Jede wärmeisolierende Tafel 24 hat beispielsweise eine Oberfläche in der Größenordnung von 1 m2, während die Stützbleche 31 eine Oberfläche in der Größenordnung von 1/4 m2 haben. Es sind somit je wärmeisolierende Tafel vier Befestigungssysteme vorhanden. Die wärmeisolierenden Schichten sind gegeneinander versetzt angeordnet. Jede Tafel besteht zum Beispiel aus acht Metallgeweben 27, von denen jedes im zusammengedrückten Zustand eine Dicke von etwa 8 mm hat. Als Beispiel wird ebenfalls ein optimaler Wärmeschutz erzielt durch Verwendung eines Prallblechs 39 mit 6 mm Dicke und eines Stützblechs 31 mit 6 mm Dicke, wobei zwischen den beiden Platten ein Zwischenraum von 20 mm Dicke freigelassen ist. Selbstverständlich können zur Erhöhung der Wärmeisolation mehrere Prallbleche übereinander angeordnet werden.
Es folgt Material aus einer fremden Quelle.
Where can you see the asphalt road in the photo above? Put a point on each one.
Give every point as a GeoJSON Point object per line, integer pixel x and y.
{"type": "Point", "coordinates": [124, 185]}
Auf diese Weise wird eine Befestigungsvorrichtung der wärmeisolierenden Tafeln erzielt, die unter allen Umständen die Halterung der gehaltenen Elemente am Einbauort gewährleistet und deren Herabfallen in den Reaktorbehälter mit den sich daraus ergebenden größeren Unannehmlichkeiten vermeidet.


Anspruch[de]
  1. 1. Befestigung einer wärmeisolierenden Vorrichtung an Flächen in einem Kernreaktor,

    wobei die Vorrichtung aus einer Anordnung von Tafeln (24; 25) besteht, die jeweils aus einem Stapel von metallischen Geweben oder Gittern bestehen und in einer halbdichten Umhüllung angeordnet und an der zu schützenden Fläche befestigt sind, und

    wobei die Befestigung aufweist:

    einen Stehbolzen (35), der an seinem einen Ende (35a) an der Fläche befestigt und an seinem anderen Ende (35b) mit einem Gewindekopf versehen ist und mit einer ersten Mutter (40) zusammenwirkt, die eine Unterlegscheibe (41) trägt,

    ein Stützblech, das die Tafeln auf die Fläche drückt, und

    eine Schutzkappe (42), die das Ende (35b) des Gewindekopfs des Stehbolzens (35) umgibt und mit dem Stützblech (31) verbunden ist,

    dadurch gekennzeichnet,

    daß jede Tafel (24; 25) mittels einer sukzessive doppeltwirkenden Befestigung gehalten ist, wobei ein eine Bohrung der Tafel (24; 25) durchquerendes rohrförmiges Element (34), das an seinem einen Ende (34a) an der Fläche befestigt und an seinem anderen Ende (34b) mit einem Gewinde versehen ist und mit einer zweiten Mutter (36) zusammenarbeitet, die unter Zwischenschaltung des Stützblechs (31) die Tafel (24; 25) auf die Fläche drückt, wobei der Stehbolzen in dem rohrförmigen Element angeordnet ist und über dessen Ende (34b) übersteht und die Unterlegscheibe (41) das Abfallen des rohrförmigen Elements (34) und der Tafel (24; 25) im Falle eines Bruchs des rohrförmigen Elements (34) verhindert, und

    daß die Schutzkappe (42) mit der zweiten Mutter (36) verbunden ist.
  2. 2. Befestigung nach Anspruch 1, dadurch gekennzeichnet, daß die Schutzkappe (42) in ihrer Mantelfläche Vorsprünge (43) aufweist, die jeweils in eine Ausnehmung (44) in der zweiten Mutter (36) eingesetzt sind.
  3. 3. Befestigung nach einem der Ansprüche 1 oder 2, dadurch gekennzeichnet,

    daß die zweite Mutter (36) das Stützblech (31) über eine Hülse (37) auf die entsprechende Tafel (24) drückt,

    daß die Hülse (37) koaxial zum rohrförmigen Element (34) ist und eine Schulter (38) aufweist zum Halten wenigstens eines Prallblechs (39), das parallel zum Stützblech (31) ist und zusammen mit diesem festgelegt ist, und

    daß die Schutzkappe (42) mit dem Prallblech (39) oder einem unteren Prallblech (39) verbunden ist.